Lounging by the pool or waking up in the middle of the night to use the bathroom aren’t what most able-bodied individuals would consider to be complicated tasks, but for bilateral amputees, the process of changing into their prostheses for these activities can be cumbersome. For injured soldiers— a record number reported major limb amputations in 2011— the transition back to civilian life also includes learning how to manage their new limbs.
Prior to the start of the conflict there wasn’t a large bilateral amputee population, and their level of care typically ended with an adaptable wheelchair, Dave Laufer, director of orthotic and prosthetic service at Walter Reed National Military Medical Center in Bethesda, Maryland, told FoxNews.com. But as more soldiers returned home with missing limbs, Laufer and his team were inundated with requests for something better than what was available.
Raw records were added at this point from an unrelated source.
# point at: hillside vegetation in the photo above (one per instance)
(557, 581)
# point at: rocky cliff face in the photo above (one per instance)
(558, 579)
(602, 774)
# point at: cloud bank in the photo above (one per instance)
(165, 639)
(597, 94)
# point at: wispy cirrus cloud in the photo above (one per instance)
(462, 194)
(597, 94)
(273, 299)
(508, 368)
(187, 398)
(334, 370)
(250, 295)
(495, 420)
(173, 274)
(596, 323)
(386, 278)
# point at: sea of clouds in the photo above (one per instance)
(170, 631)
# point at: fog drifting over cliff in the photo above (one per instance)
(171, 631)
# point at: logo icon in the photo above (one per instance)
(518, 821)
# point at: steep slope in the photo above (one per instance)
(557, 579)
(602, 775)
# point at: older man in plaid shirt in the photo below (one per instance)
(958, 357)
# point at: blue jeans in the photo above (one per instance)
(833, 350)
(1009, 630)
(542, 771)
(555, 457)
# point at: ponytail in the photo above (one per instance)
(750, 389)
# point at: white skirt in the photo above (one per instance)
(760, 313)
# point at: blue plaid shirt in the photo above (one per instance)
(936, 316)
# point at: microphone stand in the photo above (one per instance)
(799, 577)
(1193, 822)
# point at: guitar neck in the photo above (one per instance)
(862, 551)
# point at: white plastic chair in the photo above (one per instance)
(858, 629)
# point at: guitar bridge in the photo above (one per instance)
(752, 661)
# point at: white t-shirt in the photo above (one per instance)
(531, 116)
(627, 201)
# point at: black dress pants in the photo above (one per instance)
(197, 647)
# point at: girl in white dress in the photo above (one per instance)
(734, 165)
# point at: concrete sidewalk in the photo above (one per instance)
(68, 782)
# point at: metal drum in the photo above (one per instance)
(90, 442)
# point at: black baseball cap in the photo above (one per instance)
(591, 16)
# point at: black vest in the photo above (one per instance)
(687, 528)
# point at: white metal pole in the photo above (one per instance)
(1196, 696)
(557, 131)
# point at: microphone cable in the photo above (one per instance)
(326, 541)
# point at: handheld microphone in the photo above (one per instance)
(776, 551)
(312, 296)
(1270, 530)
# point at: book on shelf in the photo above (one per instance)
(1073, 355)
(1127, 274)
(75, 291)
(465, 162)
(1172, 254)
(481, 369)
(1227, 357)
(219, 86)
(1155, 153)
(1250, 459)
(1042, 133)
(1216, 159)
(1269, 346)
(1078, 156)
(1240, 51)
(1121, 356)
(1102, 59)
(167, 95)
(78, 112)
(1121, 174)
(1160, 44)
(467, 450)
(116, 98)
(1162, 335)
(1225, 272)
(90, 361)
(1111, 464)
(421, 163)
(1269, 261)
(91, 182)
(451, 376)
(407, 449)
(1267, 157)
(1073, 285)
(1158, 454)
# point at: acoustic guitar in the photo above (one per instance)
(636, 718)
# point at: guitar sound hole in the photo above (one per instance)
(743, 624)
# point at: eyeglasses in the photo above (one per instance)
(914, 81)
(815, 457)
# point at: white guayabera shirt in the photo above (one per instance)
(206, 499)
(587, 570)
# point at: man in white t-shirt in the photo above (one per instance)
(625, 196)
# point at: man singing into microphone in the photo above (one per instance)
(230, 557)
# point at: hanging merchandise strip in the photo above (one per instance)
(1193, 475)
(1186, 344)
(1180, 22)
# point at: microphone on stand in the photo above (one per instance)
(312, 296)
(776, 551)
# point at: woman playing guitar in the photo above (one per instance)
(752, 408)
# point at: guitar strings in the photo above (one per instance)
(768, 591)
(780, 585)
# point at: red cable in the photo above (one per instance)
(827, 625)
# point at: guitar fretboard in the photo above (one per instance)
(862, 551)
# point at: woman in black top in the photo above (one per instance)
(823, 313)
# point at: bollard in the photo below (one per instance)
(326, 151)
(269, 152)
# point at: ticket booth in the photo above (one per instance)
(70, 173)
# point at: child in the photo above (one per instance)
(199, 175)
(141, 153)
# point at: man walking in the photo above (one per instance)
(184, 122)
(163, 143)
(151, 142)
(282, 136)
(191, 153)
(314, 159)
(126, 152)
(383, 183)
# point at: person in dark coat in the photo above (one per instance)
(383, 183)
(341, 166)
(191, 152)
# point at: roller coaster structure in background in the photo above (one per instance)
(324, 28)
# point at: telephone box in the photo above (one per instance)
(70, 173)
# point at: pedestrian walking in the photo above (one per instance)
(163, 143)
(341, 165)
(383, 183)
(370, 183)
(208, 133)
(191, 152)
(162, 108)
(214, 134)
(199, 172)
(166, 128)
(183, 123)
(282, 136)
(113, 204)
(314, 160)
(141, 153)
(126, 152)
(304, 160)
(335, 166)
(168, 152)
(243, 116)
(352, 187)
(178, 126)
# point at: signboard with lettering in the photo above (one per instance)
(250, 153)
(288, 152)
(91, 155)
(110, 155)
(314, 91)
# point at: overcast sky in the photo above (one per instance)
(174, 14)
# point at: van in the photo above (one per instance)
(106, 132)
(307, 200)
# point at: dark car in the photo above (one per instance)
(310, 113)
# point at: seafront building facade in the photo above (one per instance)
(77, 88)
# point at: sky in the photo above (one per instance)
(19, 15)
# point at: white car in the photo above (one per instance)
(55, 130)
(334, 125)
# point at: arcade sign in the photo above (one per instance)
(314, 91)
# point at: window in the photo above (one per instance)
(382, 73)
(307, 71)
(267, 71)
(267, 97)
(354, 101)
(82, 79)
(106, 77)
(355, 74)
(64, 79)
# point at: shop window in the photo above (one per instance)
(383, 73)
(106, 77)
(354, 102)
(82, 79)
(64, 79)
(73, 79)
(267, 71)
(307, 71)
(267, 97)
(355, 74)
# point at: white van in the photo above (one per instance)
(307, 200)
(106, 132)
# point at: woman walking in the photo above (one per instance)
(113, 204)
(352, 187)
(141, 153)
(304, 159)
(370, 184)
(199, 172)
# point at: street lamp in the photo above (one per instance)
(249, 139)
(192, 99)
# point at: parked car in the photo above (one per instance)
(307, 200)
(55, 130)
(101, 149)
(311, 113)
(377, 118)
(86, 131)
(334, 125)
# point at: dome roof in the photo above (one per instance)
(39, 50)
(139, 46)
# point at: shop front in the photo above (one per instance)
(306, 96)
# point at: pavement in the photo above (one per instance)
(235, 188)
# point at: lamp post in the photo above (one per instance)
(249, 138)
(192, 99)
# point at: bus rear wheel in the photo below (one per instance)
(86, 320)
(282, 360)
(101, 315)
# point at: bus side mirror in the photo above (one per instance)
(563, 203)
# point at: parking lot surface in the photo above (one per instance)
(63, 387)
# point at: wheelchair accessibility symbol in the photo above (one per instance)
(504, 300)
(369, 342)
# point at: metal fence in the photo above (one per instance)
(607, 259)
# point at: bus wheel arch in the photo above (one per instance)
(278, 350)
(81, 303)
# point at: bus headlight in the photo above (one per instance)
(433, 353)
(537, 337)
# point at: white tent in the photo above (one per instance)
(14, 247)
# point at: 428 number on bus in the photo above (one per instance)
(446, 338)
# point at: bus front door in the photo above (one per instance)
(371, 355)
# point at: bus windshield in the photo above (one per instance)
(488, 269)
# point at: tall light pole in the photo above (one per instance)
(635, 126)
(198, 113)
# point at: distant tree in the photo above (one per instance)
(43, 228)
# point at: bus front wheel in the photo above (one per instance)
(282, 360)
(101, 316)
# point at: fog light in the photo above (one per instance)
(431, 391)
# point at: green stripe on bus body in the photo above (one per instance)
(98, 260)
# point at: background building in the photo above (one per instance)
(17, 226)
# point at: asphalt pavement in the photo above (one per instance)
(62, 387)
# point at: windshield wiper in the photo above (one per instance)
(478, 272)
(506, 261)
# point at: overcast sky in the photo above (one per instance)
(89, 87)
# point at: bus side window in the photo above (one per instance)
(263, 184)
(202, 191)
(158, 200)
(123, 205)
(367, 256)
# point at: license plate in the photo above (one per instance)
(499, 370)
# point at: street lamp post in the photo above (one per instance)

“When you and I go home from work… you take your shoe off,” Dave Laufer, director of orthotic and prosthetic service at Walter Reed National Military Medical Center in Bethesda, Maryland, told FoxNews.com. “An amputee shoe is attached to his leg. When bilateral amputees take their shoes off they’re now sitting on a chair and they’re stuck.”
To stand upright for any task, amputees first have to roll a liner onto their residual limb, put on the prosthetic socket, then attach their prosthetic limb before standing up on both feet to ensure stability of the fit before walking again.